Monday, June 20, 2005
Rudenstine Revisited
I agree with Rick's observation that there are more fundamental problems with Dean Rudenstine's argument than his failure to make room for us progressive Catholic types. The first problem is one of crude epistemology -- the kind of bald antithesis between faith and reason that fails to take into account a millenium or so of exploration of the relationship between fides et ratio. The second is apparent unfamiliarity with the complex and deeply nuanced debates over the role of religion and faith-based discourse in a liberal democracy that Mike Perry and others have advanced so constructively. The third is the failure to recognize that limitations on reasoned debate in higher education and legal education can come just as easily from the enshrining of secular shibboleths as non-debatable absolutes (as Rick suggests). The fourth is related to what I mentioned in my first post -- a truly simplistic misunderstanding of what faith means.
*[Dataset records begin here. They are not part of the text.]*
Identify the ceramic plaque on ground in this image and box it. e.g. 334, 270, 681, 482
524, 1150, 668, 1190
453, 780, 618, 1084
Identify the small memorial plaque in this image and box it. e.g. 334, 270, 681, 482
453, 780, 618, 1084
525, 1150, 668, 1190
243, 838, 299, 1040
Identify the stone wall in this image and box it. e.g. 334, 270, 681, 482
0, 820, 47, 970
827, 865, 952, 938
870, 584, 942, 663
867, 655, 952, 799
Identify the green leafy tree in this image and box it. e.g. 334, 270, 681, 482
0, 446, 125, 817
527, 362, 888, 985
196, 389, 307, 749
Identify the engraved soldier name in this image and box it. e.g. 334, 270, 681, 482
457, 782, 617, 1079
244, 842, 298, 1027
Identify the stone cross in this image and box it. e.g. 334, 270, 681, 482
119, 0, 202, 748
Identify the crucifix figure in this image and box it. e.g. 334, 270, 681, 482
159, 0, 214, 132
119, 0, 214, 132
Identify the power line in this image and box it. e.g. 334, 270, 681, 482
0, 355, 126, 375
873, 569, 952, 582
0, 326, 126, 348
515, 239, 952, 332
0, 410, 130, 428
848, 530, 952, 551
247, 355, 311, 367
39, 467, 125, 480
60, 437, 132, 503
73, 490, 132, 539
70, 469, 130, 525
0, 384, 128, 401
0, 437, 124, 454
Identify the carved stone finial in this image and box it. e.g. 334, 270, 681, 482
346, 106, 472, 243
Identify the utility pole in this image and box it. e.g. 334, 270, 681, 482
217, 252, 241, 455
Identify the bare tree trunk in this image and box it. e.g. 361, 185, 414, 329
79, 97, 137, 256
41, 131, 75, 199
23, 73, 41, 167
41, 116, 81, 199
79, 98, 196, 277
And I do agree with Rick's last point. There would be no place in Dean Rudenstine's law school universe for what we are trying to do here -- understand the implications of Catholic faith for our understanding of the law. That pursuit neither denigrates reason nor ignores "evidence;" it engages with different traditions, and does not seek to silence them; and it insists upon our obligation to pursue truth in the face of the value skepticism and neutrality that has become the official ideology of the legal profession and academy. I hope that Brian Leiter is right in asserting that I have mischaracterized Dean Rudenstine's position, but I have my doubts. His rhetoric is at least agressive, and should not go unchallenged.